How Druid Kafka Indexing Service works - detailed explanation

Kafka Indexing Service (KIS) is an extension for Druid that enables both real-time and historical data ingestion from Kafka topics with exactly-once guarantee.

It is meant to replace old Druid Real-Time nodes as a more reliable and flexible solution. In opposite to Real-Time node mechanism or new Tranquility feature, KIS is also able to read non-recent events from Kafka and is not subject to the window period considerations imposed on other ingestion mechanisms.

Kafka Ingestion Service uses Overlord and Middlemanager for its ingestion and indexing task.

Below we explain what is a detailed data flow, from ingestion to querying when using Kafka Ingestion Service.

  1. KIS tasks reads event stream from Kafka and creates a set of partitions stored in memory. Number of created partitions equals number of Kafka partitions * segmentGranularity interval.

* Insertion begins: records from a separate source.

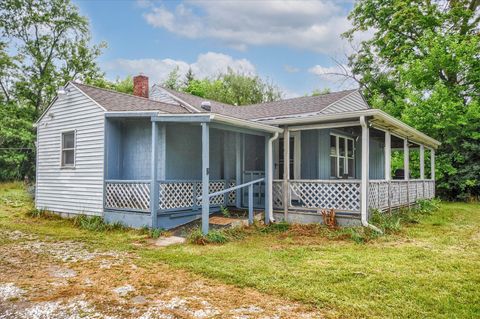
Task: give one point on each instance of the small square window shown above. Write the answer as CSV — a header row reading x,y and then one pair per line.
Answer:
x,y
68,148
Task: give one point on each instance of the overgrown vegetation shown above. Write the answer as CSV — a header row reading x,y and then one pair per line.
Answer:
x,y
95,223
422,66
388,222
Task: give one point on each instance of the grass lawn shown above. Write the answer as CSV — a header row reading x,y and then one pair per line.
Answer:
x,y
429,269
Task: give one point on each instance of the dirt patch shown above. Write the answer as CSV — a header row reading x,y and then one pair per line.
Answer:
x,y
64,279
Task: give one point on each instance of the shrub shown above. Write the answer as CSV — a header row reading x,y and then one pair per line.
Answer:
x,y
387,222
156,232
213,237
426,206
41,213
96,223
276,227
225,212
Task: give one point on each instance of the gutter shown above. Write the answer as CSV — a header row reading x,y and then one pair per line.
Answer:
x,y
245,123
410,132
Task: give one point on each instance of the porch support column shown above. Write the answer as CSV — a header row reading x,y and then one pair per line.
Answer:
x,y
432,164
286,171
388,156
422,162
365,171
238,170
268,178
205,177
406,160
154,194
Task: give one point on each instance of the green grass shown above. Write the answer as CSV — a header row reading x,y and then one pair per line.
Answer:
x,y
427,269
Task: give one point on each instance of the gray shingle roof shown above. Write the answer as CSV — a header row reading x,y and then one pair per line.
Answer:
x,y
300,105
116,101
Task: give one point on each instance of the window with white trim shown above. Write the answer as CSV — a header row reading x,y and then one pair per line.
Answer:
x,y
342,156
68,149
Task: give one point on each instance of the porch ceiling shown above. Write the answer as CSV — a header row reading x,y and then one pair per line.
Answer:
x,y
378,119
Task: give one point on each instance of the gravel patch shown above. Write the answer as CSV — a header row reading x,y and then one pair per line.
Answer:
x,y
58,272
10,291
69,251
74,309
124,290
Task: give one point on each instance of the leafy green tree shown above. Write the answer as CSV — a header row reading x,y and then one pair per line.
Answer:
x,y
43,44
173,80
51,43
17,135
119,85
189,77
422,65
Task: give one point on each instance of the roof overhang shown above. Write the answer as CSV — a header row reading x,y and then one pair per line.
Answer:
x,y
377,118
204,118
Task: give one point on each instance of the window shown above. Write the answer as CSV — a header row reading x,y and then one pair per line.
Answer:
x,y
68,149
342,157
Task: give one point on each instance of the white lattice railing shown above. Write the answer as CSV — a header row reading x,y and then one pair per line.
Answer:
x,y
127,195
178,194
390,194
317,194
182,194
344,195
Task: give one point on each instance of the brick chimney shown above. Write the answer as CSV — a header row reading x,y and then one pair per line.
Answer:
x,y
140,85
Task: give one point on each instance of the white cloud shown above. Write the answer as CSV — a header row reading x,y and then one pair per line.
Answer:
x,y
332,76
312,25
290,68
207,65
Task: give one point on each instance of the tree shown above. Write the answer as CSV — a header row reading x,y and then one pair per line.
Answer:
x,y
43,44
173,80
189,77
236,89
422,65
119,85
51,43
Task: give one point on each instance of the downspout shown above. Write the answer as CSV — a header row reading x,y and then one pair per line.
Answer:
x,y
270,178
365,173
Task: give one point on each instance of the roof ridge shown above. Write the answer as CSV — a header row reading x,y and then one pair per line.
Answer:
x,y
193,95
302,97
126,94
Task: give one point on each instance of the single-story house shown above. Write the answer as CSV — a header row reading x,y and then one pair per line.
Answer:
x,y
161,158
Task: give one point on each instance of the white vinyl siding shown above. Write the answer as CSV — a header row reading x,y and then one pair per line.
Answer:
x,y
71,189
350,103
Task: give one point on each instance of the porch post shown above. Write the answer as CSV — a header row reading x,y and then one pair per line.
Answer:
x,y
162,151
406,160
238,170
205,177
286,171
365,170
432,164
422,162
268,176
388,156
154,194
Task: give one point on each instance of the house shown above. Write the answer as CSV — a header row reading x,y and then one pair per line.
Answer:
x,y
161,158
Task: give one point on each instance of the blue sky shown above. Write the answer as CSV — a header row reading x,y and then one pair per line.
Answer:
x,y
290,42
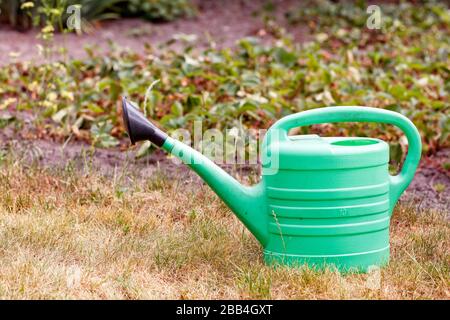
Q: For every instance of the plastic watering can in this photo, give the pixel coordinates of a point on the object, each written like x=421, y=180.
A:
x=321, y=201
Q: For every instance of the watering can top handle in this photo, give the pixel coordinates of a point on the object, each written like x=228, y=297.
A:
x=362, y=114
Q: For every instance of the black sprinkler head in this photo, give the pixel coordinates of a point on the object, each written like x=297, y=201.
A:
x=139, y=128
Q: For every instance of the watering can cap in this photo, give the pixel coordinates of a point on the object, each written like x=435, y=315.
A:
x=312, y=152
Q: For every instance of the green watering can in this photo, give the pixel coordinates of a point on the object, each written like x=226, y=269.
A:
x=321, y=201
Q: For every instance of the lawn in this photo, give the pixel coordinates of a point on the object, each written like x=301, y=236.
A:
x=73, y=233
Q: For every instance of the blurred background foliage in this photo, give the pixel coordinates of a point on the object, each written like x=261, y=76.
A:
x=403, y=66
x=22, y=15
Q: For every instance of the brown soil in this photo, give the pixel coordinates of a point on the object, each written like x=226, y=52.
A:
x=220, y=21
x=430, y=187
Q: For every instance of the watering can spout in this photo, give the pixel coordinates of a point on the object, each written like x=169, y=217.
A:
x=247, y=203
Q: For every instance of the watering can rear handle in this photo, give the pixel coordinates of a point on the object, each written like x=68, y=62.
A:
x=363, y=114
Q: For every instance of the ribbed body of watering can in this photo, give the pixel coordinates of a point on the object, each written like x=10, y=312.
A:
x=321, y=201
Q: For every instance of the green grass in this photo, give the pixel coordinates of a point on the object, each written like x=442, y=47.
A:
x=66, y=233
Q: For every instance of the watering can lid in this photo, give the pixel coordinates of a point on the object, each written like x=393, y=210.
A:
x=312, y=152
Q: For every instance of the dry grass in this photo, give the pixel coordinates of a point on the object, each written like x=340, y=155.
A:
x=66, y=234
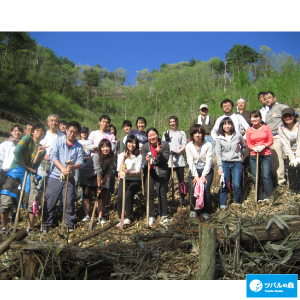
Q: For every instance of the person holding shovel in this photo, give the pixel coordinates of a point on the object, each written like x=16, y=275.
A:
x=259, y=140
x=156, y=154
x=129, y=164
x=177, y=141
x=28, y=156
x=199, y=155
x=66, y=155
x=95, y=176
x=289, y=134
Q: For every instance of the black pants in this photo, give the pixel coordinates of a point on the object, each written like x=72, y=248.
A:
x=131, y=188
x=180, y=177
x=207, y=196
x=161, y=189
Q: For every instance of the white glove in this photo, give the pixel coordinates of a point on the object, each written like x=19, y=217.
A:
x=259, y=148
x=294, y=162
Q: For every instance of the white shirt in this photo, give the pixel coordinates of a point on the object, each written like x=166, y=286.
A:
x=49, y=139
x=239, y=123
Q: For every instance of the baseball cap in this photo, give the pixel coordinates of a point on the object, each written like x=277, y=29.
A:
x=288, y=110
x=203, y=106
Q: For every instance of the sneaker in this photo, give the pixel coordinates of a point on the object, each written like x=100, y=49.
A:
x=86, y=219
x=29, y=231
x=70, y=228
x=101, y=220
x=45, y=230
x=193, y=214
x=3, y=230
x=127, y=221
x=164, y=220
x=205, y=216
x=151, y=221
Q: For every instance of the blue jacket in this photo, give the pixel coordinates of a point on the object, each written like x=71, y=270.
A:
x=59, y=150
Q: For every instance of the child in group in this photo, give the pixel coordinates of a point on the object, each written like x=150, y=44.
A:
x=157, y=153
x=259, y=139
x=7, y=150
x=95, y=176
x=177, y=141
x=290, y=138
x=229, y=152
x=140, y=133
x=132, y=159
x=127, y=125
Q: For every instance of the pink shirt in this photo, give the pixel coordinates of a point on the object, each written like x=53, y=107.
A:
x=96, y=136
x=263, y=136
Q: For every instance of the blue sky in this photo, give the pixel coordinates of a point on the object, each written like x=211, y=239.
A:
x=135, y=51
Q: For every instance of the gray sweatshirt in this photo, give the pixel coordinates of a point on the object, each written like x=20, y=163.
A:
x=229, y=150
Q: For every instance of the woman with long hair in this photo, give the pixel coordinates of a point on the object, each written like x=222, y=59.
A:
x=290, y=138
x=259, y=140
x=157, y=153
x=177, y=141
x=95, y=176
x=200, y=160
x=129, y=163
x=229, y=152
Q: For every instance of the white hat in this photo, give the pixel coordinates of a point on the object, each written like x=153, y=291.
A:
x=203, y=106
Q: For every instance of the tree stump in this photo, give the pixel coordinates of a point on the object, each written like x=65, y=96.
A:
x=207, y=257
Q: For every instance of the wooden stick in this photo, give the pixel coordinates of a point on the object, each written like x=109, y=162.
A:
x=20, y=202
x=43, y=200
x=172, y=178
x=65, y=205
x=94, y=211
x=256, y=182
x=148, y=191
x=142, y=175
x=20, y=235
x=123, y=202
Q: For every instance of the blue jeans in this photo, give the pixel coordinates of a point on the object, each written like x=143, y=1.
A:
x=235, y=169
x=207, y=196
x=265, y=163
x=208, y=138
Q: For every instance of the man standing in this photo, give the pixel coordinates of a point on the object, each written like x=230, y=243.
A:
x=274, y=120
x=64, y=149
x=240, y=124
x=206, y=121
x=28, y=128
x=28, y=156
x=63, y=126
x=51, y=135
x=241, y=107
x=97, y=135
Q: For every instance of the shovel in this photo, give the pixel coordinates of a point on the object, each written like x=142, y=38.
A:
x=20, y=201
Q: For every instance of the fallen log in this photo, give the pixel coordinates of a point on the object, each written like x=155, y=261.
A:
x=259, y=232
x=95, y=233
x=20, y=235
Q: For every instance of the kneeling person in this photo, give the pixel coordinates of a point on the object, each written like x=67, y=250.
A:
x=63, y=149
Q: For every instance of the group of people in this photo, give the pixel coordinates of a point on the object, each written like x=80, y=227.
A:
x=57, y=161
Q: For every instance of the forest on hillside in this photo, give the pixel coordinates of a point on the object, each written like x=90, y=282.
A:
x=37, y=82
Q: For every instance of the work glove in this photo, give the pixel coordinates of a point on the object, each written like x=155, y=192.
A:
x=167, y=135
x=294, y=162
x=259, y=148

  2. These partitions are save to disk when maxRowsInMemory is reached. Bear in mind that all these data (both in-memory and saved on disks) are available for query requests.

  3. When taskDuration is reached, the KIS task stops reading from Kafka and merges the spilled partitions together into a final set of partitions.

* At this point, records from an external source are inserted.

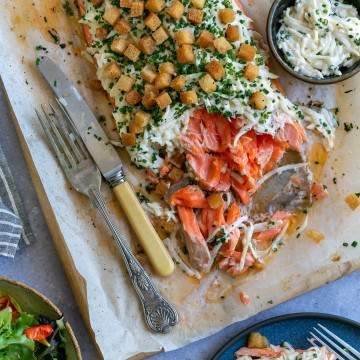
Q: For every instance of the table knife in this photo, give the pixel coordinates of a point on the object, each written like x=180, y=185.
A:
x=109, y=163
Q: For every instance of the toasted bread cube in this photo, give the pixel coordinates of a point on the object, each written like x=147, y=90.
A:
x=215, y=69
x=222, y=45
x=185, y=54
x=226, y=15
x=160, y=35
x=178, y=83
x=258, y=100
x=125, y=83
x=147, y=45
x=126, y=3
x=246, y=52
x=232, y=33
x=149, y=99
x=184, y=36
x=163, y=100
x=97, y=3
x=112, y=71
x=155, y=5
x=148, y=73
x=132, y=52
x=152, y=21
x=195, y=16
x=119, y=45
x=122, y=26
x=175, y=10
x=167, y=67
x=140, y=120
x=188, y=97
x=101, y=33
x=162, y=81
x=128, y=139
x=198, y=4
x=205, y=39
x=111, y=15
x=133, y=97
x=251, y=71
x=207, y=83
x=136, y=9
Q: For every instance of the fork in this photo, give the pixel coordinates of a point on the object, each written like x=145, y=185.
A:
x=85, y=177
x=333, y=343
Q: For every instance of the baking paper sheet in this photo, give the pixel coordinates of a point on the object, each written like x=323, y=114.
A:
x=113, y=312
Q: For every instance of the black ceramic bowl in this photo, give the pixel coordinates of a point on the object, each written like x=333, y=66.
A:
x=273, y=25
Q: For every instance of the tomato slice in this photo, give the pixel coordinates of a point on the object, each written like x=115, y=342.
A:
x=39, y=332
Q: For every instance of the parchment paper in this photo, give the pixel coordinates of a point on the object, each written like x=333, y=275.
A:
x=90, y=257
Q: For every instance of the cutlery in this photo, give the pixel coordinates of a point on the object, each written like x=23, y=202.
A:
x=108, y=162
x=85, y=177
x=333, y=343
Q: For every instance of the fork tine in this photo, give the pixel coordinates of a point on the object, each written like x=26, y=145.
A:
x=52, y=141
x=332, y=345
x=63, y=129
x=313, y=342
x=71, y=124
x=59, y=138
x=340, y=341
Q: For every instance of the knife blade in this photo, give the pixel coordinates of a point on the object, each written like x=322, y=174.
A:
x=108, y=162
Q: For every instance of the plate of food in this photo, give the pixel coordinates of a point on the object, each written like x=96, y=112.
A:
x=32, y=327
x=287, y=337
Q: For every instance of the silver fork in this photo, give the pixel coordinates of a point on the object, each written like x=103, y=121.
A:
x=333, y=343
x=85, y=177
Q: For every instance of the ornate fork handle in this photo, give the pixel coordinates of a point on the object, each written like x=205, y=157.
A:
x=160, y=315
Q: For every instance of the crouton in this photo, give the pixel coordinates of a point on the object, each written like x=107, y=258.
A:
x=184, y=36
x=205, y=39
x=125, y=83
x=155, y=5
x=122, y=26
x=258, y=100
x=162, y=80
x=119, y=45
x=222, y=45
x=215, y=69
x=178, y=83
x=111, y=15
x=175, y=10
x=160, y=35
x=226, y=15
x=185, y=54
x=147, y=45
x=136, y=9
x=232, y=33
x=140, y=120
x=148, y=73
x=188, y=97
x=195, y=16
x=112, y=71
x=251, y=71
x=163, y=100
x=207, y=83
x=133, y=97
x=128, y=139
x=132, y=52
x=246, y=52
x=167, y=67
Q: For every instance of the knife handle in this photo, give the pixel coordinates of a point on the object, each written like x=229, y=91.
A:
x=148, y=237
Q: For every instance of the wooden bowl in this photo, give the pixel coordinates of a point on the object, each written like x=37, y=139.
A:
x=35, y=303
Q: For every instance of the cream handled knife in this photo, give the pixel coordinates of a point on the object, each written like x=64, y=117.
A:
x=109, y=163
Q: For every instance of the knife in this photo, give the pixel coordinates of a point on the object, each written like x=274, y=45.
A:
x=108, y=162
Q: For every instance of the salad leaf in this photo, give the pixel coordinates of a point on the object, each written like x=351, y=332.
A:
x=13, y=333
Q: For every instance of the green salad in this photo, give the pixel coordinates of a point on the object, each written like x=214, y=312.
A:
x=24, y=336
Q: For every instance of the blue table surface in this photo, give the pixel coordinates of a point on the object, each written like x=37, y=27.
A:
x=39, y=266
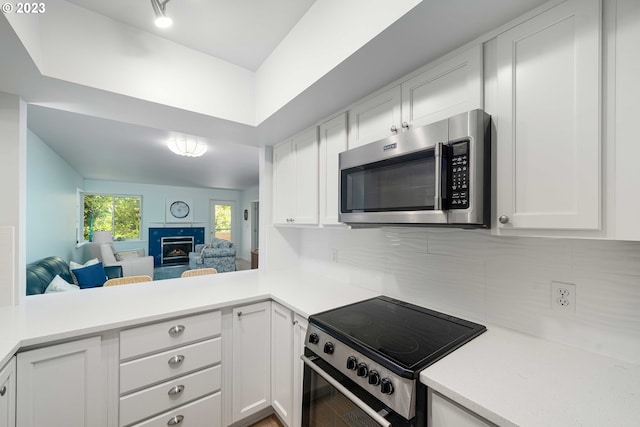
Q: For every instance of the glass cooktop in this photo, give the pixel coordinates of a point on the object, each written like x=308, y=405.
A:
x=390, y=330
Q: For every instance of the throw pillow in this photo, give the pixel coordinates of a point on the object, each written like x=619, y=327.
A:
x=58, y=284
x=91, y=276
x=74, y=266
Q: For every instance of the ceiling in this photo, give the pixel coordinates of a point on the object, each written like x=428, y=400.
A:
x=109, y=150
x=242, y=32
x=124, y=146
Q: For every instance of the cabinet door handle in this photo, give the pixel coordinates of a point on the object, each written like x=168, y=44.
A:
x=176, y=360
x=175, y=420
x=176, y=330
x=174, y=391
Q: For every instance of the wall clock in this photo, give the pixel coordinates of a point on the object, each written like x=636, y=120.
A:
x=179, y=210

  4. This final set of partitions is moved into deep storage (S3, HDFS, NFS) and the segment descriptors are written into the metadata table. The task waits for handoff.

  5. To this moment those segments are not available to query via Historical nodes, because they're not there yet. So the querying requests for this data are handled by Middlemanagers.

  6. One of the Coordinator tasks is to periodically check the metadata database for new, unserved segments, and when it detects these segments, it instructs the historical nodes to load the segments according to a cost balancing algorithm.

  7. The Historical nodes pull the segments from deep storage into their local segment cache, which are then loaded into Historical server memory. The name local segment cache can be misleading, as both Historical and Broker nodes have its own, separate cache. So the local segment cache means all segments available for querying that are stored on Historical nodes.

  8. Once the Historical nodes have loaded all the segments, the indexing task is notified that it can stop serving queries for the segments it generated since the Historicals will now take over that responsibility. It's now done and the process terminates.